Twenty One Media
automationJune 6, 2026

Our Ops Audit Is a URL That Becomes a PDF

The free AI operations audit we offer works like this: we research a business publicly, find the manual workflows burning the most hours, estimate the cost in dollars per year, and write up what automation would look like. Then we send the prospect a PDF.

For a while, the PDF was a manual step. Write the audit in a doc, drag it into a template, export. It worked, but it was a friction point we'd have to scale through eventually.
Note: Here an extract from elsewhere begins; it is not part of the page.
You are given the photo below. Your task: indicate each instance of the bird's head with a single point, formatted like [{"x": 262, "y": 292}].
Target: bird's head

We replaced it with a pipeline. Now the deliverable comes from code.

The Structure

Each audit lives as a JSON file in content/audits/. The file defines the business name, date, a snapshot paragraph, and an array of workflows. Each workflow has:

  • What we observed (sourced from their website, job posts, or public reviews)
  • Hours per week as a range
  • Dollars per year as a range
  • The assumption behind those numbers, written explicitly
  • What the automated version does

The schema enforces that every audit follows the same shape. We can't ship an audit that's missing the hours estimate or the automation description because the TypeScript type won't compile if it is.

The Page

A Next.js route at /audit/[slug] renders the audit as a clean, white-background page. No site nav in the way. No sidebar. Just the content: snapshot, workflow cards with the hour and dollar ranges, a total opportunity block, and a three-step path section that names what comes next after the free audit.

The route is noindex. It's not meant to rank. The slug itself contains a random suffix so it's not trivially guessable. We send the URL to the prospect; if they share it, that's fine, but it's not a public directory.
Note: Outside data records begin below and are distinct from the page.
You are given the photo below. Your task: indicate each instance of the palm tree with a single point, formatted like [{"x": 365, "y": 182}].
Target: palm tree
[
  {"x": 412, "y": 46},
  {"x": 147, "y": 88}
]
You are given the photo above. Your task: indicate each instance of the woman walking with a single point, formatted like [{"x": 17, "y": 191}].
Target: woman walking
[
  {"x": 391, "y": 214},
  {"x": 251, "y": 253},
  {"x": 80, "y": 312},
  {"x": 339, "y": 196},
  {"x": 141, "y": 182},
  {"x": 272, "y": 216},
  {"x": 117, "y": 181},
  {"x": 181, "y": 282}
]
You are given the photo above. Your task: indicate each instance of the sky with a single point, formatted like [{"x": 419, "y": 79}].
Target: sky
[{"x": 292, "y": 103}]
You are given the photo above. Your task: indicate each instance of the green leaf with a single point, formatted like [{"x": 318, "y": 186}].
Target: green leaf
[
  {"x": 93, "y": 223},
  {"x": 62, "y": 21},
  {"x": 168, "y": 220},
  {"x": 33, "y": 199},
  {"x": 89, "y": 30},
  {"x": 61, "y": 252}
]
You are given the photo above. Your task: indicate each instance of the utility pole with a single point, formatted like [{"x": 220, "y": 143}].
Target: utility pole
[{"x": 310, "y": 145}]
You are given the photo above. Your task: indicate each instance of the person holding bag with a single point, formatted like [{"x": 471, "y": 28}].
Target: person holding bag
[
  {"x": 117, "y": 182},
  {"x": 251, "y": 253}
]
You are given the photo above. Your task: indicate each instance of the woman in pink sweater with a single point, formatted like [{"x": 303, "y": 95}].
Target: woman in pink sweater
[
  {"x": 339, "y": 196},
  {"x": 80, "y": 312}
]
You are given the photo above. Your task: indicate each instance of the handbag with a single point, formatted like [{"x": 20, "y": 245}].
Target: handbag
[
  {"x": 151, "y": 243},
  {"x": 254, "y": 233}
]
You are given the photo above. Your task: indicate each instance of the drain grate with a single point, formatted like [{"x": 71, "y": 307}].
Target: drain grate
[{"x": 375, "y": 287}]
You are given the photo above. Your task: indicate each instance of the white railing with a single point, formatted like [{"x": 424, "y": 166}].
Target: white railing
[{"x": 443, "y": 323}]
The page is also designed to print. Cards use break-inside-avoid. Margins are set. The CTA at the bottom includes a direct link back to our contact page.

The PDF

A single Playwright script handles the conversion:

node scripts/render-audit-pdf.mjs sample-business-x0x0

It opens Chromium, navigates to the audit route, injects a small CSS block that strips the site nav header and footer (but preserves the audit's own header and footer inside <main>), and calls page.pdf(). The output lands in audits-pdf/.

The CSS strip was the one fiddly part. The site layout wraps everything in a <main> with a fixed nav <header> above it. The audit page renders its own <header> inside <main>. A naive header { display: none } would kill both. The selector header:not(main header) targets only the site nav, leaving the audit heading visible in the PDF. Same logic for the footer.

Why This Works for Us

The JSON format forces discipline on the audit itself. Before we had the schema, a draft could be vague: "hours saved: significant." The type definition requires [number, number]. You have to commit to a range and write the assumption that backs it up. That discipline makes the deliverable better, not just more automatable.

The page-to-PDF path means the design is maintained in one place. If we update the layout or typography on the audit page, every future PDF gets the update. There's no separate InDesign template to keep in sync.

And the URL is useful on its own. Prospects can open it on their phone before the call. It links directly to our contact form. If someone forwards it, the page explains the path forward without us in the room.

The whole pipeline from new audit to shareable PDF is: write a JSON file, run one command, attach the file to an email. That's it.